Nas áreas rurais, por exemplo, é importante a
utilização de técnicas sustentáveis de agricultura, como o plantio direto ou a
rotação de culturas, de forma a reduzir a perda de solo por erosão, manter ou
até melhorar a fertilidade do solo e evitar problemas como a compactação e até
a desertificação. A questão hídrica também é considerada, especialmente em
municípios que pertencem a regiões metropolitanas. "Muitas vezes, a mesma
bacia hidrográfica que abastece uma cidade grande serve também às menores.
Nesse caso, uma população depende uma da outra. O mesmo ocorre com a poluição
da água, do solo ou do ar. Não adianta uma cidade cuidar bem das nascentes e
rios e ter um grande programa de conservação de solo, se as outras cidades que
estão na mesma bacia hidrográfica ou rio acima não conservarem esses recursos
também, pois os impactos da erosão e da poluição das águas afeta a todos que
estão rio abaixo ou que dependem da água daquela bacia", diz Ferretti.
Outro ponto a ser observado é o saneamento básico.
O alto custo para a universalização desse serviço essencial acaba prejudicando
os municípios menores, que geralmente não têm orçamento suficiente para arcar
com os custos de uma obra de infraestrutura.
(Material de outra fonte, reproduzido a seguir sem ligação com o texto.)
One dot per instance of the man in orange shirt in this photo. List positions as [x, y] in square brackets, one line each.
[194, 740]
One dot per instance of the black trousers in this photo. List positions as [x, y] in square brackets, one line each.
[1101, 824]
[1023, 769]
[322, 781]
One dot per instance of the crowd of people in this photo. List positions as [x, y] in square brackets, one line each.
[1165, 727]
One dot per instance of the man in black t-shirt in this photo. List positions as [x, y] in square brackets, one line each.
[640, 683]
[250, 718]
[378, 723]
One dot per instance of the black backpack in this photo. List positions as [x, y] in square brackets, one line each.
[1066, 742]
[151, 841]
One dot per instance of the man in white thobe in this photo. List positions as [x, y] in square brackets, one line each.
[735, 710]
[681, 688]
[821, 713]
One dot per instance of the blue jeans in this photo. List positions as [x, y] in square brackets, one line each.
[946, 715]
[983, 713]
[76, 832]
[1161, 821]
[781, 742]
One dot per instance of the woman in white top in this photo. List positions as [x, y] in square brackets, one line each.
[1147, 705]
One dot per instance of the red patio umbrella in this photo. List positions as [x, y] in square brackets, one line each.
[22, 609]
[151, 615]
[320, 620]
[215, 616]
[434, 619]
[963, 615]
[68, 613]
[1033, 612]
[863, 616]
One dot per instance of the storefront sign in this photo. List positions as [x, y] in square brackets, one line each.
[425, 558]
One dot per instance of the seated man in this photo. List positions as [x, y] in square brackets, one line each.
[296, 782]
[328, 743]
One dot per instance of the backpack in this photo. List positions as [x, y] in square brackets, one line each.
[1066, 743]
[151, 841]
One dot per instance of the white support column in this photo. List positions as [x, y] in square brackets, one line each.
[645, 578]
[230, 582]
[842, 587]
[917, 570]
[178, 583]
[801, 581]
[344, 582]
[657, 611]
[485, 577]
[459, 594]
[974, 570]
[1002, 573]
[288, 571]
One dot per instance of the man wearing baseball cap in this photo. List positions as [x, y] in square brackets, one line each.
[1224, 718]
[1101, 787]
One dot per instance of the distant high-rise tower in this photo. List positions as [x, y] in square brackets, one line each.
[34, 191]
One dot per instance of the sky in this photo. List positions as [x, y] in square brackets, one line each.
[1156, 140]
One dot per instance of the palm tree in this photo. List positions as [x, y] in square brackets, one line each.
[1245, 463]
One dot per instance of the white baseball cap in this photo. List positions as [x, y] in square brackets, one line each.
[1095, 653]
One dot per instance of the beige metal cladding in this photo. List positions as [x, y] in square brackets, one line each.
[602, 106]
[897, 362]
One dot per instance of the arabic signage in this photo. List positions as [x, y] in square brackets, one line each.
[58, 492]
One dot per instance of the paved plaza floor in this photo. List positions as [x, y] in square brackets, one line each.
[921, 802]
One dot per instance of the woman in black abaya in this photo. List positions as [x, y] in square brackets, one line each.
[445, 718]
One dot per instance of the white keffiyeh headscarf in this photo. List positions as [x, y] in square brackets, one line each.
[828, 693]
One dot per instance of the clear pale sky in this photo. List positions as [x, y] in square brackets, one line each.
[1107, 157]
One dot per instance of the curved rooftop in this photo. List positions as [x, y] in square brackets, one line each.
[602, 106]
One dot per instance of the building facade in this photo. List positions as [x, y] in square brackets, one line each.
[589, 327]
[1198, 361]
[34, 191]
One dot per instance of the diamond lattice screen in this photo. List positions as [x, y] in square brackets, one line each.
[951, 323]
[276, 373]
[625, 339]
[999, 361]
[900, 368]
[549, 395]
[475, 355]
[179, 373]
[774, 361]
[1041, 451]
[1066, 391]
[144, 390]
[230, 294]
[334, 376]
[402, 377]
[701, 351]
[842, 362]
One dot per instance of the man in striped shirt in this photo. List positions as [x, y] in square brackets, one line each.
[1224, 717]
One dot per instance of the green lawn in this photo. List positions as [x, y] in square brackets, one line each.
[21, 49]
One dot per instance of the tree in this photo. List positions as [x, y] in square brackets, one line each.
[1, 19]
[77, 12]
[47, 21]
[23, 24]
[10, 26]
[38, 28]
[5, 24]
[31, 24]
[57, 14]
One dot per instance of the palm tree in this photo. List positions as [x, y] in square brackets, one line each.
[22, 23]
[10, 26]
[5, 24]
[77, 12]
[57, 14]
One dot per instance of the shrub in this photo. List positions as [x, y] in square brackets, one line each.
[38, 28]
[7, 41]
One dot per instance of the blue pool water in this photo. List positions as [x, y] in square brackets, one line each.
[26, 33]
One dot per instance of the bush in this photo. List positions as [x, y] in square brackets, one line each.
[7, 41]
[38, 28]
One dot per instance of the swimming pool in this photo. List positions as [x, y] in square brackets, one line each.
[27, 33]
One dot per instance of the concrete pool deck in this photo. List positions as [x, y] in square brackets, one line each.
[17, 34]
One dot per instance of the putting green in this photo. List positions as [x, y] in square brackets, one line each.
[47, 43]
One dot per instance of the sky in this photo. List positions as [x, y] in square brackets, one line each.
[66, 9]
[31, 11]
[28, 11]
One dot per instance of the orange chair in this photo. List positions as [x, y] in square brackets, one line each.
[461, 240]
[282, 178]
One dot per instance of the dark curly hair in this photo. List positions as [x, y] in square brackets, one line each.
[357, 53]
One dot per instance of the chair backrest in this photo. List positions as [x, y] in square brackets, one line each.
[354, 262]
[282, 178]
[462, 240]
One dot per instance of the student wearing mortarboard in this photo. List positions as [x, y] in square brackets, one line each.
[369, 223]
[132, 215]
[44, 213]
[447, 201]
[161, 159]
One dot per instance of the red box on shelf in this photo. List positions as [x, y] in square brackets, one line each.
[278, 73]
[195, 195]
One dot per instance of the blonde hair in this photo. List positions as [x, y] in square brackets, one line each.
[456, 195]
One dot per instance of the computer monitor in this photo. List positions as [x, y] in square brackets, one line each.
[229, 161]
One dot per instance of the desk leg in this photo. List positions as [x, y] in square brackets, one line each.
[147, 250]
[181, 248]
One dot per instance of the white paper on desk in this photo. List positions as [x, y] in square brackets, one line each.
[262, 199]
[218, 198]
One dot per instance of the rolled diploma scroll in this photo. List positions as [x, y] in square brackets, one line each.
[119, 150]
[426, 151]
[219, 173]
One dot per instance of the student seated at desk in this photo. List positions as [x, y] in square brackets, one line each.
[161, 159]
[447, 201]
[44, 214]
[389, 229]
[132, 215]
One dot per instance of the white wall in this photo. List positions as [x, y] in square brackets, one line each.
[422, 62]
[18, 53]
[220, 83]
Sem coleta e tratamento de água e
esgoto, muitos dejetos e outros materiais poluentes acabam indo parar nos rios
e oceanos, colocando em risco a biodiversidade marinha.
É também nas cidades menores que se localiza boa
parte do patrimônio cultural e natural do país, havendo, portanto, a
necessidade de que essas prefeituras criem esforços para proteger esses bens.
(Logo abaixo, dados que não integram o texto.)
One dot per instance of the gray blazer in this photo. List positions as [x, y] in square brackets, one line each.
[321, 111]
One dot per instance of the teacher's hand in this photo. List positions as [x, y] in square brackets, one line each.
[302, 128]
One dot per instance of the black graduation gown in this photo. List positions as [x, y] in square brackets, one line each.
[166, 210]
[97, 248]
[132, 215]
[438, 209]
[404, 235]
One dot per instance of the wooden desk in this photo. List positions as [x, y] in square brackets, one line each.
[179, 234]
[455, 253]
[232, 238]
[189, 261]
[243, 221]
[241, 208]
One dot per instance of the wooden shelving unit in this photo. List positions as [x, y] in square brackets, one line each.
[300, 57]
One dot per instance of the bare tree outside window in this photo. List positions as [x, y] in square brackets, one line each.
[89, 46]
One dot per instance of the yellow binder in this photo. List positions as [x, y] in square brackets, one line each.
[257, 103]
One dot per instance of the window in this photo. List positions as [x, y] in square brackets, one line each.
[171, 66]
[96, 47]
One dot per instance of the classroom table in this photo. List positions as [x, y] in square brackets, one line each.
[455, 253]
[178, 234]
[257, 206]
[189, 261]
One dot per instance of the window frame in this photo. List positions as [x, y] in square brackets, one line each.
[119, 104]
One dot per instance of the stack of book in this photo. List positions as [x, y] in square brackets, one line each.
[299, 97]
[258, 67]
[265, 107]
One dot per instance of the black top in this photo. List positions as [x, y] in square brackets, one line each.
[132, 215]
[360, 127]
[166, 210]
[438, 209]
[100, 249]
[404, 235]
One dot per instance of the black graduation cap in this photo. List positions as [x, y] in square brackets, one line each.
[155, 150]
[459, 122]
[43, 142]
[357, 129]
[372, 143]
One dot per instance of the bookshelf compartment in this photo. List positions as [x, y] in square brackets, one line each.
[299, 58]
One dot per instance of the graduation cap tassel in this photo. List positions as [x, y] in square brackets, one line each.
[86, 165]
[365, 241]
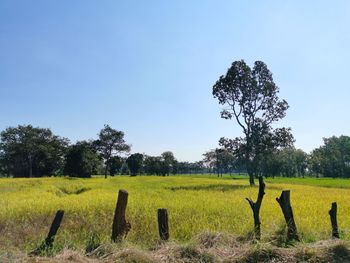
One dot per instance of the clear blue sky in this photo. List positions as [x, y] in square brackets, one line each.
[148, 67]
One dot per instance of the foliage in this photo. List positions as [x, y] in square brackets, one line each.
[135, 162]
[28, 151]
[250, 98]
[221, 160]
[287, 162]
[160, 165]
[115, 165]
[110, 143]
[82, 160]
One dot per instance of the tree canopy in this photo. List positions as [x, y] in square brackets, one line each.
[110, 143]
[28, 151]
[81, 160]
[250, 98]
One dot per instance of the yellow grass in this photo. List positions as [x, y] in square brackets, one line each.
[195, 205]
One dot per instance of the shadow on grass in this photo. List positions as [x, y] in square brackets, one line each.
[210, 187]
[216, 187]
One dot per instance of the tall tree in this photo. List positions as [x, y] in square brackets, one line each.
[250, 98]
[29, 151]
[110, 143]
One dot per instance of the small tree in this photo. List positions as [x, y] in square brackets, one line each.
[28, 151]
[81, 160]
[115, 164]
[135, 162]
[250, 98]
[110, 143]
[168, 162]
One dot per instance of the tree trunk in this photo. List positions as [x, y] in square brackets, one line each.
[284, 202]
[106, 171]
[256, 208]
[251, 179]
[120, 227]
[30, 164]
[333, 216]
[163, 225]
[51, 235]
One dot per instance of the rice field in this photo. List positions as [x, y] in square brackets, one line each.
[196, 204]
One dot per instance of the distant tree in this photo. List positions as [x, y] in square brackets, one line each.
[152, 165]
[168, 162]
[115, 164]
[82, 160]
[29, 151]
[110, 143]
[220, 159]
[135, 163]
[250, 98]
[333, 158]
[125, 169]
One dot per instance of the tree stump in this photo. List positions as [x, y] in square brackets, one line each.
[333, 215]
[284, 202]
[256, 208]
[120, 226]
[163, 225]
[47, 244]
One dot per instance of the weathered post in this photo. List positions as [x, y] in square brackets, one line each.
[51, 235]
[256, 208]
[333, 215]
[284, 202]
[120, 227]
[163, 225]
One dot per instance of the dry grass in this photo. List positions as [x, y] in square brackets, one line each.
[206, 248]
[195, 205]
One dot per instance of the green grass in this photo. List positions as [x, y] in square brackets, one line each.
[196, 204]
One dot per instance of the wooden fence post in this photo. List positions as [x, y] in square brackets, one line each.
[333, 215]
[284, 202]
[120, 227]
[163, 225]
[256, 208]
[51, 235]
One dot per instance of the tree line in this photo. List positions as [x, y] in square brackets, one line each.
[27, 151]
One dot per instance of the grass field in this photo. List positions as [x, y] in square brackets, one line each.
[196, 204]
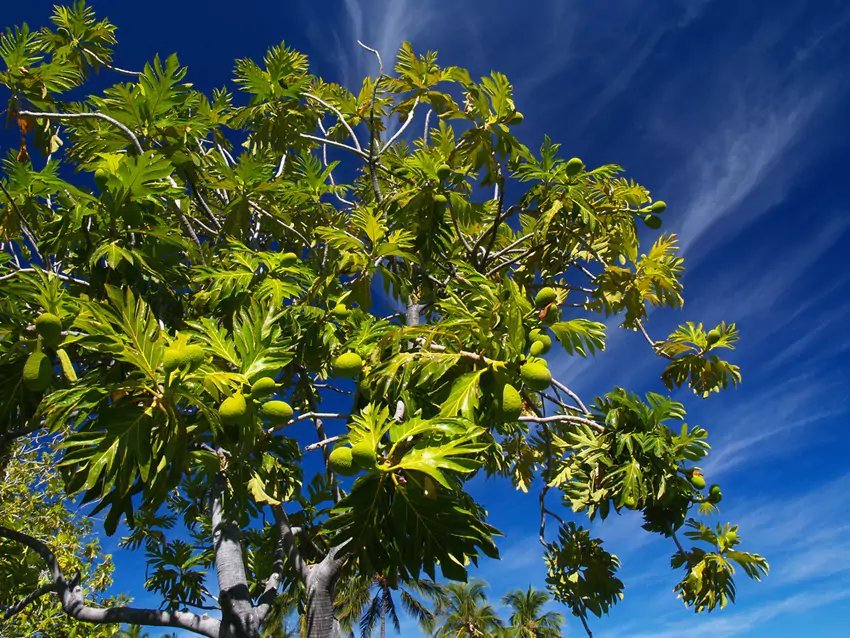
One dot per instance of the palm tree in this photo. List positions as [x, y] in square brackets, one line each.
[369, 602]
[464, 611]
[527, 621]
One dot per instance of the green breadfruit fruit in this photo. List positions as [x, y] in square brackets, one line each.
[348, 365]
[263, 387]
[713, 336]
[511, 407]
[38, 372]
[341, 461]
[276, 411]
[714, 494]
[340, 311]
[49, 326]
[535, 375]
[288, 259]
[550, 314]
[67, 367]
[698, 480]
[653, 221]
[363, 454]
[574, 167]
[233, 409]
[539, 346]
[545, 296]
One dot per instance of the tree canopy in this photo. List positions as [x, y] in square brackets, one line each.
[275, 329]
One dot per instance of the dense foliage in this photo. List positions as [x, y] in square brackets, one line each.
[189, 280]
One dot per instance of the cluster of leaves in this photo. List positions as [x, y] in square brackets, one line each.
[32, 500]
[223, 223]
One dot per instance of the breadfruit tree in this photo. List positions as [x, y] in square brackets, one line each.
[279, 327]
Uma das soluções que os especialistas em conservação costumam defender é a
integração dos patrimônios às atividades, como o turismo de natureza, criando
uma situação em que a proteção dessas áreas resulte na geração local de emprego
e renda.
Educação
Investir em educação é outra ação importante que
prefeitos e vereadores devem tomar para construir cidades mais inteligentes. Em
2016, a Organização das Nações Unidas para a Educação, a Ciência e a Cultura
(Unesco) publicou o Relatório
de Monitoramento da Educação Global. Segundo o documento, numa pesquisa com
119 países, pessoas com mais escolaridade foram mais capazes de identificar
fatores ambientais em 58% das nações. Ainda de acordo com o estudo, indivíduos
com acesso às ferramentas de comunicação também são mais conscientes,
demonstrando a importância da informação e das tecnologias de comunicação na
educação ambiental.
“É preciso promover uma integração das crianças com
os ambientes, levando os alunos para os espaços públicos, as áreas verdes,
conhecer os patrimônios naturais, históricos e culturais da cidade em que eles
vivem. Sem conhecimento, não há conservação”, diz Ferretti, ressaltando a
importância de os eleitores conhecerem e cobrarem de seus candidatos
estratégias e planos de governo que tenham soluções baseadas na natureza entre
as ações.
Ele destaca que a ampliação de áreas verdes nas
cidades, além de gerar mais opções de lazer e melhorar a qualidade de vida das
pessoas, se traduz em maior resiliência diante de eventos climáticos extremos,
como tempestades e estiagens, e mais benefícios econômicos para os cofres
públicos. Um estudo do Serviço Florestal dos Estados Unidos mostrou que
residências em ruas arborizadas adicionava, em média, US$ 9 mil ao preço dos
imóveis na cidade de Portland. Num cenário que considera todas as casas em ruas
arborizadas, a arrecadação da prefeitura com impostos prediais teria um
incremento de US$ 54 milhões por ano.